Gustavsson has credited his time with the USWNT as being helpful as he’s navigated through this year’s World Cup.

“Those experiences were extremely valuable in learning tournament football — it’s very different than week in, week out in a league,” Gustavsson said. “I’ve been a club coach as well, but playing tournaments is completely different. It’s about finding a way to win in the game right in front of you.

“If I look back from 2019 to where I am now, my mantra is I want to get better every day, not just one day older. I sit here one day older, but hopefully one day better as well.”

Gustavsson was a big part of the USWNT’s rebuilding process after the disappointment of the 2016 Olympics. And Ellis told ESPN that she has seen similarities in Australia, with Gustavsson following a similar playbook to guide the Matildas.

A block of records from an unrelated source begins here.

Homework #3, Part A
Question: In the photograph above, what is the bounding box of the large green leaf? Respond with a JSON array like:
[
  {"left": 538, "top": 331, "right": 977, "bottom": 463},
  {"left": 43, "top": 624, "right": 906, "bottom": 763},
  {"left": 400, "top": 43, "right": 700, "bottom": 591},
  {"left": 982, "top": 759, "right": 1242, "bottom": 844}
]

While nothing has been announced yet about Andonovski’s future with the USWNT, his contract expires at the end of the year. And Ellis thinks U.S. Soccer should consider Gustavsson for the position.

“He should definitely be a strong candidate for the job,” she said.

Sam Kerr played 65 minutes in Australia’s victory over France on Saturday in the quarterfinals, her longest outing yet in the World Cup. The star forward suffered a calf injury before the tournament and had played minimal minutes before Saturday.

Kerr gave Australia a much-needed boost, and after the team defeated France in penalty kicks, 7-6, there is growing hope that the all-time leading scorer in Australian international history will be able to start the semifinal match against England.

“Everyday I’m feeling better,” Kerr said afterwards. “Last game really gave me confidence, going in for 20 minutes, and getting a bit of a run. And then two training sessions under my belt. I’m feeling really good.”

Tony Gustavsson, Australia’s coach, was criticized by some for not starting Kerr against France. He said the “biggest decision” of the match was when to bring Kerr in as a substitute.

“I was informed that she had limited minutes today,” Gustavsson said. “And then we needed to put extra time into consideration. That was a massive decision to get right. When Sam came in we really had them on the hook. We really got the momentum, and from the fans as well.”

Kerr said the plan when she injured her calf was to be back in the starting lineup for the semifinal. And now, after the team’s dramatic penalty kicks victory in the quarterfinal, she is right on schedule – with a newfound respect for coming off the bench.

“It’s not easy,” she said. “I don’t envy people who are super-subs because it’s an amazing job they do. I just tried my best.”